SNSに自殺願望を書き込んでいた愛媛県に住む14歳の少女を未成年と知りながら連れ去ったとして、未成年者誘拐の罪に問われた26歳の男に対し松山地裁は26日、執行猶予付きの有罪判決を言い渡しました。
判決などによると、岡山県に本籍を置く会社員の男(26)は今年4月30日から3日間、愛媛県に住む14歳の少女を未成年と知りながら連れ去り、松山市内のホテルに滞在させるなどし誘拐したということです。
これまでの裁判で検察側は、犯行に至るまでの経緯を明らかにしていました。
検察側が初公判で述べた冒頭陳述によりますと、男は離婚や自宅のローンの支払いなどで経済的にも苦しくなり「気持ちを共有できる人と一緒に死にたい」と考えていたところSNS(X)で少女が自殺願望を示す内容の投稿を発見。
これを見て男から「自分はGW中に死ぬ予定です」「もしよろしければ最後の時を一緒に過ごしませんか?」「2人なら場所はそっちに行きます」「誘拐するね笑」などとメッセージを送信し少女が承諾したことから、連れ去ったということです。
松山地裁で26日行われた判決公判で渡邉一昭裁判官は「判断能力が未熟な少女に対し一緒に自殺をするなどという言葉で家出をさせ支配した犯行は悪質」で「母親の精神的苦痛は大きく厳しい処罰を求めるのは当然」「自殺の道連れにするという動機に酌量の余地はない」などと指摘。

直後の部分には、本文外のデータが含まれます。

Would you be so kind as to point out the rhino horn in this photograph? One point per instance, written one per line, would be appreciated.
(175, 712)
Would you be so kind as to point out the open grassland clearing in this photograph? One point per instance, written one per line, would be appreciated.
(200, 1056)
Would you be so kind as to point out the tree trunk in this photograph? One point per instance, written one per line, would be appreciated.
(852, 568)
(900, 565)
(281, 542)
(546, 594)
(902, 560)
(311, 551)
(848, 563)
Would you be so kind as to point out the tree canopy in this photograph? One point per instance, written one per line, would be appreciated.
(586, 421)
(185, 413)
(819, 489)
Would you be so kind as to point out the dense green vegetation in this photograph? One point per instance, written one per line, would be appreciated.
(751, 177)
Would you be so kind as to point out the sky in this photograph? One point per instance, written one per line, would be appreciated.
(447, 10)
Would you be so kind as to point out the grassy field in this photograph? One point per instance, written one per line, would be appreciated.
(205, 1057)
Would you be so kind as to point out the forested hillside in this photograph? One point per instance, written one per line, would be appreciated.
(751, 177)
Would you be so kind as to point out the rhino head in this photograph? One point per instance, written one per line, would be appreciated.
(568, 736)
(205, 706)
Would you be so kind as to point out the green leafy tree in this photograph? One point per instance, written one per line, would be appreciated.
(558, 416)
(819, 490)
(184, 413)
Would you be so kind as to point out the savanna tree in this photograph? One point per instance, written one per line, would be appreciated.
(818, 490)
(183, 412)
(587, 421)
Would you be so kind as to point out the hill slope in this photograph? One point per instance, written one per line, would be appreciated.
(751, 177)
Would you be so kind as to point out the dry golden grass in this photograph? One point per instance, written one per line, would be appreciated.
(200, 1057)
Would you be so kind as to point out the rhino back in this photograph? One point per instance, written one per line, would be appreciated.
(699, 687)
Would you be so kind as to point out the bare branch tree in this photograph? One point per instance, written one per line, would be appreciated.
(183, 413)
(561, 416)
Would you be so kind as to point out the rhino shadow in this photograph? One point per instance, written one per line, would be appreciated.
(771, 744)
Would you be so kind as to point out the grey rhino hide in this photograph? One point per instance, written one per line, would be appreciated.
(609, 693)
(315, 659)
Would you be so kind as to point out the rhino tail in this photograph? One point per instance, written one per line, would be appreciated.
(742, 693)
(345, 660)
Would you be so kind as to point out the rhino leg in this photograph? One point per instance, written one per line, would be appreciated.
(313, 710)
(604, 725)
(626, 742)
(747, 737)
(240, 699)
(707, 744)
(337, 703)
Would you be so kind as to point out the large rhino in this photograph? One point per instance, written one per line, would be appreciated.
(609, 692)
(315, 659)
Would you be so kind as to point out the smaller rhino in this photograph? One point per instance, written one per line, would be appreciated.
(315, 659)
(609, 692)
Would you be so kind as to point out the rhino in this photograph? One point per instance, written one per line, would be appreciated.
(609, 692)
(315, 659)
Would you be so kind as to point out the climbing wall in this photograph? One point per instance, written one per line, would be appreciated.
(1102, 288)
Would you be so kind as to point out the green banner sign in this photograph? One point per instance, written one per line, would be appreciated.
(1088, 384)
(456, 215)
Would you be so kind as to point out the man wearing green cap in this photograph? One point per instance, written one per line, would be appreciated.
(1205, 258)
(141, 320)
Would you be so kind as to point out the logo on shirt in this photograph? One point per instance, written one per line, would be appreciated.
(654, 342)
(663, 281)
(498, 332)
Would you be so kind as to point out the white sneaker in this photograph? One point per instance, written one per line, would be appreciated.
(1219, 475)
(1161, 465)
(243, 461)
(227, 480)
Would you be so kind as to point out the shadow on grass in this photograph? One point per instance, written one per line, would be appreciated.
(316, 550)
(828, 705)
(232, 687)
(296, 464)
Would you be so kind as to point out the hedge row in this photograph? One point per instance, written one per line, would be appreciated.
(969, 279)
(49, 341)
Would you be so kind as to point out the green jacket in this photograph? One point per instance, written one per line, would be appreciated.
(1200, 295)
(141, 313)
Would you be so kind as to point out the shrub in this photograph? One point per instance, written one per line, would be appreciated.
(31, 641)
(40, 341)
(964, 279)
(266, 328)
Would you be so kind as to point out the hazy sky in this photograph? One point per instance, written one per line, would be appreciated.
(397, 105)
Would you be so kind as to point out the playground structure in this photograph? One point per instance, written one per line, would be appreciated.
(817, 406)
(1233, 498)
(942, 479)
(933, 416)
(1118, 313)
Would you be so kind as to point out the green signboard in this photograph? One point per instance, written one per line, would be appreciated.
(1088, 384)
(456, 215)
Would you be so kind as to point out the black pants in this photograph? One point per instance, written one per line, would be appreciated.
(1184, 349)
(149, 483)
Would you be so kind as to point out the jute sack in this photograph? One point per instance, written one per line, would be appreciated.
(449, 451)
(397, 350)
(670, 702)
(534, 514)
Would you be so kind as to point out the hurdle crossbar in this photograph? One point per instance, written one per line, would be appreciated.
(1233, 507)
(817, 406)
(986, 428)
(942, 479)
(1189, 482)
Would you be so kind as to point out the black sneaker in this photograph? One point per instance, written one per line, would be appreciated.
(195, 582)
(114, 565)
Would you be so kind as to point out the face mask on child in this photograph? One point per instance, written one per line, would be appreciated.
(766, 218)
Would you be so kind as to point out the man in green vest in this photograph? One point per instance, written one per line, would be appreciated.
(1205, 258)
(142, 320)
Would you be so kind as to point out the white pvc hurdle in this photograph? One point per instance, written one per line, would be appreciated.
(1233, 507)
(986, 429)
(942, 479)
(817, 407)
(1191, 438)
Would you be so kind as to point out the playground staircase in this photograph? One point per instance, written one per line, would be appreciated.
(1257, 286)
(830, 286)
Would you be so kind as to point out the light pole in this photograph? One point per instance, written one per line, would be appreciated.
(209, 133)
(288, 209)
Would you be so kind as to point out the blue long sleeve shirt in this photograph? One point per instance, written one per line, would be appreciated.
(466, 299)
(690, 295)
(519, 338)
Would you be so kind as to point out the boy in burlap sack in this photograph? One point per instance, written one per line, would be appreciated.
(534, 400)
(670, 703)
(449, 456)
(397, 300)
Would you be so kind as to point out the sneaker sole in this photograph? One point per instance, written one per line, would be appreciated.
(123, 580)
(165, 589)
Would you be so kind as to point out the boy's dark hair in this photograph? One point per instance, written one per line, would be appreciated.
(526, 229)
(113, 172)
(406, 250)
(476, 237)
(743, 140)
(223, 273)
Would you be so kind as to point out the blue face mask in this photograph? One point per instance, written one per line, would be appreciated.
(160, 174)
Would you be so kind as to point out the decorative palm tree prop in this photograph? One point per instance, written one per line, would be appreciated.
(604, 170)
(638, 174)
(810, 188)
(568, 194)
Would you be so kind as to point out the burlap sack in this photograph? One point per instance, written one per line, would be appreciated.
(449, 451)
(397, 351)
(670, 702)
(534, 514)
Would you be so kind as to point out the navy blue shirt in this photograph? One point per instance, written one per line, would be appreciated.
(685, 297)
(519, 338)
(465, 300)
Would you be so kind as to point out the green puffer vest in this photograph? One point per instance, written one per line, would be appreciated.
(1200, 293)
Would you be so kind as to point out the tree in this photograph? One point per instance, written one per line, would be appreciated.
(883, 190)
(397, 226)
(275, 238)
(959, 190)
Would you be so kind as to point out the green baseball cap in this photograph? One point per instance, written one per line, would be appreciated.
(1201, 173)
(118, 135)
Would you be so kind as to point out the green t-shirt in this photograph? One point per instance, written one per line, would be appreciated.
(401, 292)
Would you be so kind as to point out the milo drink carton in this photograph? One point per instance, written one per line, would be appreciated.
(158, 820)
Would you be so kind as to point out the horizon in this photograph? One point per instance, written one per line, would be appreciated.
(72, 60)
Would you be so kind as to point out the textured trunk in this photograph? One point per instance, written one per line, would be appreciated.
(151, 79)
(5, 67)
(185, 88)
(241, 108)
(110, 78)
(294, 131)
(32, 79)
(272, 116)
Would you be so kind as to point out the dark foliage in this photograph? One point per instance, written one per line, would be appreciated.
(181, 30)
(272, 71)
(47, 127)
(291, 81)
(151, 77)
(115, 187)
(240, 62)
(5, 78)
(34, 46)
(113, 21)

一方、男が事実を認め反省していることなどから懲役1年6か月執行猶予3年の有罪判決を言い渡しました。検察側の求刑は懲役1年6か月でした。
26日の判決公判。
毛先を緑に染めた長髪を後ろで結び、黒のTシャツと黒のズボン姿で臨んだ男は、言い渡される判決を落ち着いた様子で聞き入っていました。
最後に裁判官から執行猶予の3年間について「くれぐれも注意して過ごすように」「分かりましたね」と問われると、男は「はい」とうなずきながら答えていました。